Pandas DataFrames integrate well with `matplotlib` and `seaborn` for quick and insightful visualizations.

### Scatter Plot: Sepal Length vs Sepal Width, colored by species
A scatter plot helps visualize the relationship between two numerical variables and how a third categorical variable (species) might influence it.

In [None]:
print("\n--- Generating Scatter Plot: Sepal Length vs Sepal Width ---")
plt.figure(figsize=(8, 6))
sns.scatterplot(x='sepal_length', y='sepal_width', hue='species', data=df_iris, s=100, alpha=0.8)
plt.title('Sepal Length vs Sepal Width by Species (Iris Dataset)')
plt.xlabel('Sepal Length (cm)')
plt.ylabel('Sepal Width (cm)')
plt.grid(True)
plt.show()

### Box Plot: Petal Length Distribution by Species
A box plot is excellent for showing the distribution (median, quartiles, outliers) of a numerical variable across different categories.

In [None]:
print("\n--- Generating Box Plot: Petal Length Distribution by Species ---")
plt.figure(figsize=(8, 6))
sns.boxplot(x='species', y='petal_length', data=df_iris)
plt.title('Petal Length Distribution by Species (Iris Dataset)')
plt.xlabel('Species')
plt.ylabel('Petal Length (cm)')
plt.grid(axis='y')
plt.show()

---

## Conclusion

This notebook provided a hands-on introduction to Pandas using the Iris dataset.

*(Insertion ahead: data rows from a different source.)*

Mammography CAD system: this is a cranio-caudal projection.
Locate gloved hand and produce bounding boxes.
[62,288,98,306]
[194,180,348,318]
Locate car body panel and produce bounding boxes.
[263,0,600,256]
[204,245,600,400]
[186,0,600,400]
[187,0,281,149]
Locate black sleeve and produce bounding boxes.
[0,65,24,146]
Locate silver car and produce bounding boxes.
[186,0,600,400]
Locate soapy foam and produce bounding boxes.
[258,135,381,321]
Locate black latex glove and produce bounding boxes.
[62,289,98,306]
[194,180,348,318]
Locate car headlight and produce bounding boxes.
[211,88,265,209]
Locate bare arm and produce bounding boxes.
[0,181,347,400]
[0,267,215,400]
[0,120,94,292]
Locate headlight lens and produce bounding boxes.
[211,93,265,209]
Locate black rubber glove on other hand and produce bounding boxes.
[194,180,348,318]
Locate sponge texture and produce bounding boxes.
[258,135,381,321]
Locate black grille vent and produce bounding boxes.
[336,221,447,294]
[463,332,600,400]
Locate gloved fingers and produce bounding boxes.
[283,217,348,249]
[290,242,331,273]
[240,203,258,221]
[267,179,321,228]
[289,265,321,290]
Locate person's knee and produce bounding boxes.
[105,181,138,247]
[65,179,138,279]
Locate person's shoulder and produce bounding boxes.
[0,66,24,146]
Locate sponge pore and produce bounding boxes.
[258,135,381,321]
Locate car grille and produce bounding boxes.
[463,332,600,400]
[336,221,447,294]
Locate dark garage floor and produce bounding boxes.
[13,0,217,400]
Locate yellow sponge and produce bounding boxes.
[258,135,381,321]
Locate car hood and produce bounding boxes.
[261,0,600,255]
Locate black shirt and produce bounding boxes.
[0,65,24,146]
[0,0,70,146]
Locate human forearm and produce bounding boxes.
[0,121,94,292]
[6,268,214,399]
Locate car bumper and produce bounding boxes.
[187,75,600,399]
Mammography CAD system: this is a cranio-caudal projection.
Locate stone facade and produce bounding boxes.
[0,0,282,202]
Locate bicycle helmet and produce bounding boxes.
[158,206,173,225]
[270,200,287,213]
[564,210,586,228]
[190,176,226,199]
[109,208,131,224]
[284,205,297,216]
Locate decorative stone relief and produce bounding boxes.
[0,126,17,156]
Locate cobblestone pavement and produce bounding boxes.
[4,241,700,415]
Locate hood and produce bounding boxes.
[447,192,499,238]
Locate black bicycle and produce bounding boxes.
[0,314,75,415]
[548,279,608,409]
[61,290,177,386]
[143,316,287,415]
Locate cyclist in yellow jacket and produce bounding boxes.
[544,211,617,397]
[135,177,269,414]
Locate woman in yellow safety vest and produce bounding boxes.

You've learned how to:
- Load data into a DataFrame.
- Perform initial data exploration (`head`, `tail`, `info`, `describe`, `shape`, `columns`, `unique`, `value_counts`).
- Select and filter data using `.loc[]`, `.iloc[]`, and boolean indexing.
- Manipulate data by creating new columns, grouping, aggregating, and sorting.
- Illustrate handling of missing data (filling and dropping).
- Create basic visualizations to gain insights from your data.

To continue improving your Pandas skills, I highly recommend downloading other real-world datasets from platforms like Kaggle, UCI Machine Learning Repository, or Data.gov, and applying these techniques. Each new dataset will present unique challenges and learning opportunities!